3dcgi said:
Why wouldn't you just submit multiple strips in a single draw call? DX allows that.
Xmas said:
I'm pretty sure the majority are triangle strips. They usually need less indices, which alone is enough reason to use them. And there's nothing funky about degenerate triangles. But this point is moot if you can reuse the index buffers.
I never said there's anything funky about degenerate triangles. I was referring to how one generates these strips from lists, i.e. how to walk across your mesh with one strip. Looking in the DXSDK, though, I see that Microsoft has done the work for us, so I guess I was wrong. I didn't think much about how to connect strips together or bridge islands, but now I see it's pretty easy. My bad.

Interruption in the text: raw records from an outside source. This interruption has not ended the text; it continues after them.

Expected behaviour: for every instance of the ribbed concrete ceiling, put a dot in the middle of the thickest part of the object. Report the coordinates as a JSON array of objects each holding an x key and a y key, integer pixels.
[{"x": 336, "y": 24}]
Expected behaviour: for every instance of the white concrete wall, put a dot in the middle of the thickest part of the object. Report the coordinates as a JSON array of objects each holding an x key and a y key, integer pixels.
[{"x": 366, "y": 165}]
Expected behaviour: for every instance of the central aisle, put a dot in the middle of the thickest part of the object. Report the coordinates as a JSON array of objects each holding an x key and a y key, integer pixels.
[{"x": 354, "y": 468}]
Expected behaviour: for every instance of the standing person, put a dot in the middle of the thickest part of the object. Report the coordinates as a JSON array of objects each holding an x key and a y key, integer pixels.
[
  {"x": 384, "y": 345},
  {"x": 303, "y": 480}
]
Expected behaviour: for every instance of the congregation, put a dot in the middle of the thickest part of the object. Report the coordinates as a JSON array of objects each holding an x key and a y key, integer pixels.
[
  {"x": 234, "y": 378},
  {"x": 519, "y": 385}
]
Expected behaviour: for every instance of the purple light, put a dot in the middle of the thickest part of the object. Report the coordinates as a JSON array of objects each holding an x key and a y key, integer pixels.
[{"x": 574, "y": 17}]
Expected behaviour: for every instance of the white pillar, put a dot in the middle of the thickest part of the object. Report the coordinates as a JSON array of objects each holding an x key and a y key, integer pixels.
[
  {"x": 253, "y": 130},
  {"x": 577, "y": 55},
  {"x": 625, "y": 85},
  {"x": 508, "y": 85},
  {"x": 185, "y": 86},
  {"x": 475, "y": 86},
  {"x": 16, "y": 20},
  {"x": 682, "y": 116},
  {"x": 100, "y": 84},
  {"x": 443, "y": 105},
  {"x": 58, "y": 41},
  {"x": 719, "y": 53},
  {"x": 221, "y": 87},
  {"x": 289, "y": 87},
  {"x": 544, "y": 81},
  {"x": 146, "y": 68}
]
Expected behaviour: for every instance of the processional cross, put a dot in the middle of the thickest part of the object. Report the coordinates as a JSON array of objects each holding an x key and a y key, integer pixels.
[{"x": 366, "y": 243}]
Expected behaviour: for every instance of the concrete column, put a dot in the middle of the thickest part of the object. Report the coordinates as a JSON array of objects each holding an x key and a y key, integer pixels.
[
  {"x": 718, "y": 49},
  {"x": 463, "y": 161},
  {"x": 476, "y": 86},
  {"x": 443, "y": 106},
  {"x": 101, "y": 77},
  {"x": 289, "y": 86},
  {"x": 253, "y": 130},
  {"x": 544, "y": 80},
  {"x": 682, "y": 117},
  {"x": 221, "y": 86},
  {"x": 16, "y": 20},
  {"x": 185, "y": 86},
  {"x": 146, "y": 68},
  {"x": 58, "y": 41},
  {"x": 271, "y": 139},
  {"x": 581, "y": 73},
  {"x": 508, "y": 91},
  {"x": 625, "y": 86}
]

I still have my doubts about whether devs do this, and RoOoBo's evidence supports this. If you're indeed right about the majority being strips, then that could significantly reduce the space needed (assuming your point isn't moot and I'm right about not being able to re-use index buffers - see below). Even so, I think the tiles would chop the strips enough to keep you from getting near the limit of one index per triangle.
What do you consider an optimized list of transformed vertices?
An interesting detail from the documentation of D3D9 DrawIndexedPrimitive:
The required data to bridge any gaps – should they occur – is there.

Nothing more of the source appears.